On another front, Hector Cardona, president of the Puerto Rican Olympic Committee
has been talking with other Latin American athletic officials trying to
enlist their support. The exclusion of Cuba would actually help Puerto
Rico competitively because Cuba is set to play in a first round bracket
that includes Panama, Puerto Rico and the Netherlands. However, Puerto
Rico has a lot of pride in their baseball and only want play the best.
Puerto Rico and Cuba are separated by only 150 miles of water. Historically, Puerto Rico has always been a step-brother
to Cuba. During their long fights for independence- both were colonized
by Spain; both agreed to Charters of Autonomy with Spain in 1897; and
both were invaded by the United States during the Spanish-American War.
A weakened Spain ceded both to the U.S in 1898 (Treaty of Paris) ending
the War. Of course, Cuba eventually did gain it’s independence while
Puerto Rico became a U.S. Commonwealth as well as the launch site for
the U.S. military during the Cuban Missile Crisis.
Adding to the building drama is a team of Cuban-born Americans that
Florida congressman Lincoln Diaz-Balart is forming as an alternative to
the national team of Cuba. The group is not recognized by the IBF as an official federation. The team already includes former MLB
players, Rene Arocha, Osvaldo Fernandez, and Eddie Oropesa and plans on
trying to lure Jose Contreras, Livan Hernandez and Orlando Hernandez as
well.
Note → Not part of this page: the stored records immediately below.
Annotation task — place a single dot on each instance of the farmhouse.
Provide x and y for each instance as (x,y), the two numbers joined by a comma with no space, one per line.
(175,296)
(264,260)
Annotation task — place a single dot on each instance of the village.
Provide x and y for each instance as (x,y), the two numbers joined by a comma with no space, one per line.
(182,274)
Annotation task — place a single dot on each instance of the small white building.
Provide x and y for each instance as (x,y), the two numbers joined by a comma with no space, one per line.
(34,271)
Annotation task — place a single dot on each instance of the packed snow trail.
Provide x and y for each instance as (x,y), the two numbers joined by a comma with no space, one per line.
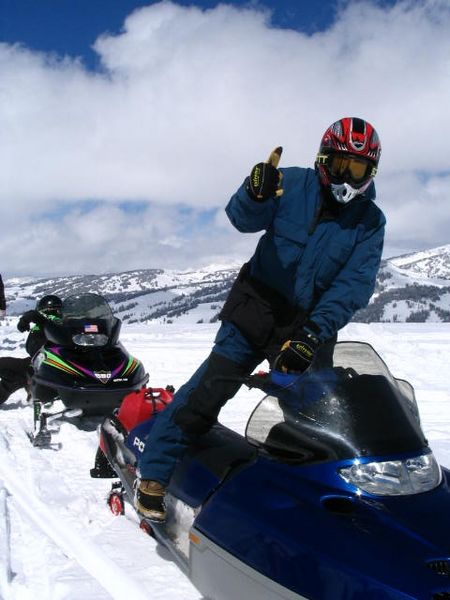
(58,539)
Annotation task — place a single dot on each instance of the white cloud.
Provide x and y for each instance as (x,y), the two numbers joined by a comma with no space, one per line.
(188,100)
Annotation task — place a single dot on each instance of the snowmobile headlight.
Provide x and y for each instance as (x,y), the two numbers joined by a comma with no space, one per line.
(395,477)
(90,339)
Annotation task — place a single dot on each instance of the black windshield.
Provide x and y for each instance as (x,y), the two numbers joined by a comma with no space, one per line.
(86,306)
(353,408)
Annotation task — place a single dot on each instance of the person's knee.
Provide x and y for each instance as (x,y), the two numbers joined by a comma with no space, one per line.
(219,382)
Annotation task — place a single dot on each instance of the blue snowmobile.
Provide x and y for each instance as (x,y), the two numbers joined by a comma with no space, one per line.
(333,493)
(82,365)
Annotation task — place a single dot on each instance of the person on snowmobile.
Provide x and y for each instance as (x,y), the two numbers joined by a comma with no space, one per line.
(2,299)
(16,373)
(313,268)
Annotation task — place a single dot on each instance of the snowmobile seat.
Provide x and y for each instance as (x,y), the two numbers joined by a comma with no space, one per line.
(209,461)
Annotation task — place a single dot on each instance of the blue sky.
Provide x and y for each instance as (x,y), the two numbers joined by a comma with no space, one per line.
(72,26)
(127,125)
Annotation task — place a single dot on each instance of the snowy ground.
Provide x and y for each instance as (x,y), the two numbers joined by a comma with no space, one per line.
(58,539)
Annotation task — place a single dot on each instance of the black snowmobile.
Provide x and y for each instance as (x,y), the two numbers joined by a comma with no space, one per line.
(82,364)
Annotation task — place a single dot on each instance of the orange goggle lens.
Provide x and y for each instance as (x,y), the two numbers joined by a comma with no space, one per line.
(358,168)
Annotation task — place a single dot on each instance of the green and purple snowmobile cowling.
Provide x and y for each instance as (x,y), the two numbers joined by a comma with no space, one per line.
(83,364)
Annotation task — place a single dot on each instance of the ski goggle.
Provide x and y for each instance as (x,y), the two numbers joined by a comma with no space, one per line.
(346,167)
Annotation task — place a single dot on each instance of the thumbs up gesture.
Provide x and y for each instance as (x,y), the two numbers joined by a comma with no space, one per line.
(265,179)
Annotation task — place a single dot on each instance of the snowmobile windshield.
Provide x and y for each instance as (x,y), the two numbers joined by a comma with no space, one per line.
(352,407)
(85,306)
(87,320)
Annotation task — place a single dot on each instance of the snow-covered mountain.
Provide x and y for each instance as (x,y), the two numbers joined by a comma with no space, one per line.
(148,295)
(413,287)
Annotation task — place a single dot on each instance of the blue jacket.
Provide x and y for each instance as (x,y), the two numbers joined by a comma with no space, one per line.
(326,267)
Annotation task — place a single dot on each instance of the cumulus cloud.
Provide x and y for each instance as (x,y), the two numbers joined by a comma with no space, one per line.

Through their spokesmen the present group said,
"We would like to represent the team of free Cuba…our lineup is ready"
Baseball spokesman Paul Courtney said MLB is dealing only with groups recognized by the IBF.
"Although we have never competed for money,
in order to offer options the Cuban Baseball Federation would be
willing for the money associated with participation in the classic to
go to those displaced by Hurricane Katrina in New Orleans."
The OFAC has not said when they will come to a decision as they begin deliberating on the new permit application.